Staunton, August 28 – Many think that Russians long for the Soviet system as a whole, Vladimir Khotinenko says; but in fact, they are longing for a normal life, one in which human beings rather than money and machines are in control, as all too many of them are convinced is the case now.
They may have been poorer in Soviet times, the filmmaker says; but they at least lived in a world in which the leaders had an ideology that specified everything was being done for human beings rather than for money or machines. Now, they don’t; and they miss it (aif.ru/culture/person/vladimir_hotinenko_eto_toska_ne_po_sovetskomu_soyuzu_a_po_normalnoy_zhizni).
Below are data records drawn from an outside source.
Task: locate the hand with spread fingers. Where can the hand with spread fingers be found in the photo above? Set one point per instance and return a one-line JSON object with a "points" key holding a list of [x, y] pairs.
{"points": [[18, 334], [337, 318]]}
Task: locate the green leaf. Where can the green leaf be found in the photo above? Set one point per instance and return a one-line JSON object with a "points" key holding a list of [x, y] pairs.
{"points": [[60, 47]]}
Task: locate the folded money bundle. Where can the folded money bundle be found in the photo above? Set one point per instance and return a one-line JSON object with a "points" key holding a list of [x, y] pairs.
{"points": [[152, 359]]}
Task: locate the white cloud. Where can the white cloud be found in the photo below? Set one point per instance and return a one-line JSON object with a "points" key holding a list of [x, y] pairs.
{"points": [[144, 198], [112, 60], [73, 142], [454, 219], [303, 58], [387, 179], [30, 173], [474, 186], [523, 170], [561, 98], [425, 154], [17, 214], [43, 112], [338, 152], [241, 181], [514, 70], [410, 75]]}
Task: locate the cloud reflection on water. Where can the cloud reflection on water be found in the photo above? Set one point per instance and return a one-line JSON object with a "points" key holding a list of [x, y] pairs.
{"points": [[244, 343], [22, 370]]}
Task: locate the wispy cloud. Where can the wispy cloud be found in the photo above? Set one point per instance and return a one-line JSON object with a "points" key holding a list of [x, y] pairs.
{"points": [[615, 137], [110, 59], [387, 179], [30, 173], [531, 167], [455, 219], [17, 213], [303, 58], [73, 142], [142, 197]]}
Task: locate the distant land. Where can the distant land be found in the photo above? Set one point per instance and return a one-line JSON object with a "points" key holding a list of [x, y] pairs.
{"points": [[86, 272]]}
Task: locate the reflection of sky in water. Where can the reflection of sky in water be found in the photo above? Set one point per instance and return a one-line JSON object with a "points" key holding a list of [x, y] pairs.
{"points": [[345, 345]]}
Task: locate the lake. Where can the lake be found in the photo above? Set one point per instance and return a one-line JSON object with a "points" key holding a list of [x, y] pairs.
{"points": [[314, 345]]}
In Russia like in many other countries in recent decades, “the human” has disappeared, overwhelmed by money and by machines, Khotinenko continues. These seem to be in control; and so when Russians express a longing for Soviet times, they are in fact saying that they want a world in which human beings, not money and machines, are at the center of things.
His Argumenty i Fakty interview notes that the magazine gets “many letters from readers saying we long for Soviet times; we feel outselves deceived. We are convinced in perestroika times that we had to kill the totalitarian monster and as a result …” and the director completes the sentence “we killed man.”
“The monster it turned out consisted of living people,” Khotinenko says. And so when people appear to feel “nostalgia for the Soviet Union,” they are in fact “nostalgic” for a normal human life, not necessarily rich but focused on human beings rather than being driven by forces like money and machines beyond their ken.
In short, although the film director does not express it this clearly, Russians today are nostalgic for a past that they remember as simpler and more regular – and it is those values, often found among older people in all nations, that is behind what they say rather than any admiration for the USSR as such, whatever some of its adepts may think.